Tuesday, June 23, 2009

The Theatre Site

Gregoire Poccardi marvels at how the Princeton team could have totally overlooked the theatre site in Antioch. He notes that it is even stranger because Forster in his flying visit in the 1890s identified the site. The Princeton team were supposedly looking for it, but maybe they were not looking too hard. As we noted elsewhere Antioch probably had several theatres. These would have been in all sorts of sizes and with different usages.
However, the city probably did have one main theatre for there are various references to it.  Its location was identified by Poccardi, as per the map below. 

The theatre is at letter T. This is now the block bounded by 4 sk, 5 sk, Bagyolu sk and Cetin Emec Cd on the Google map here.

This is in modern day Antakya is the site of a "park". We use the term loosely because we havent seen such a rugged urban park before. The main consolation is that this hasn't been built over and the town has clearly kept it for "future consideration". Our colleague, Jorgen Christensen-Ernst, ventured forth and took the following pictures recently.

Here is a view of the park from its lower western corner. The site is large enough to have encompassed a substantial theatre, with the implication that any excavation taking in the park and the surrounding streets (which are wider than need be) could reveal the complete structure. 

This is a view of the park from above. One should imagine that one is standing upon the upper tiers of the cavea of the theatre here and that 1500 years of detritus moving downhill has largely filled in the slope of the structure. If the depth of the fill is anything like that in the old town (11 metres) then the lower levels of the theatre (the scenae and orchestra) could be in recognizable and quantifiable condition if the overburden is removed. This would involve losing the park and its stony wastes and dry pond.

This is a view from below showing the steepness above the theatre site (on the right of the street). If one can believe the story of the Persians surprising the locals at play in the theatre then it would have been from these upper slopes that they rained down their arrows on the crowd. 

Poccardi says the theatre would have had a diameter of 120m, thus it almost certianly would have seated more than 10,000 people.

Monday, June 22, 2009

The Honorific Columns

Ancient cities were a sea of columns but not all columns were created equal. The kings of the columnar world were the honorific columns for emperors and gods. Antioch had several famous examples of this form. 

Russell Sturgis in "A dictionary of architecture and building biographical historical, and descriptive" published in 1901 ranks three of Antioch's columns as worthy of mention. The first was one of Theban granite surmounted by a statue of Tiberius, in the centre of the Forum of Antioch, in gratitude for the magnificent public structures of this emperor (especially the double columnar street colonnades).
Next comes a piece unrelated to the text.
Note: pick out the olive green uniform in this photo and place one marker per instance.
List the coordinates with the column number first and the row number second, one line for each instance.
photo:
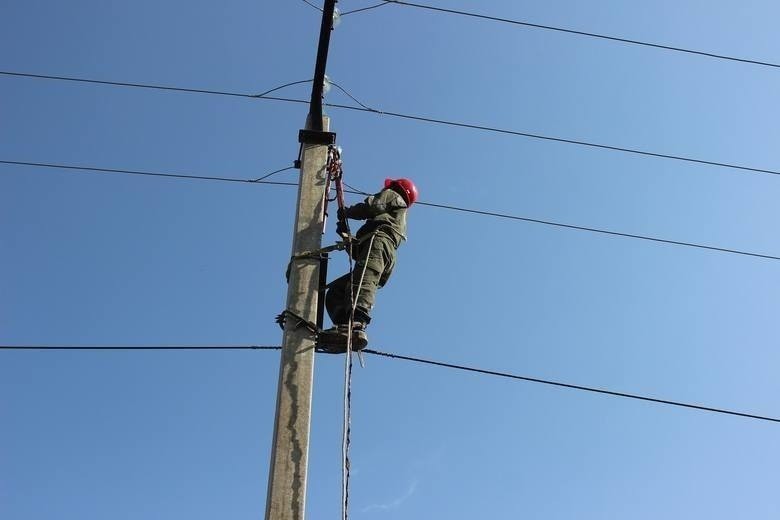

Lassus speculates that the round plaza on the Colonnaded Street that he excavated under the Al Nejjar Mosque was the site of this statue rather in the Forum.
Sturgis also mentions another one of porphyry at Antioch, erected under Caligula as a talisman against earthquakes. It may be this that is referred to in the Vatican's Arab text in its regaling of the various superstitions of the city. 
The final column of note was one of immense size with a statue of Valentinian erected to him by his brother Valens. This almost certainly was at the Forum of Valens.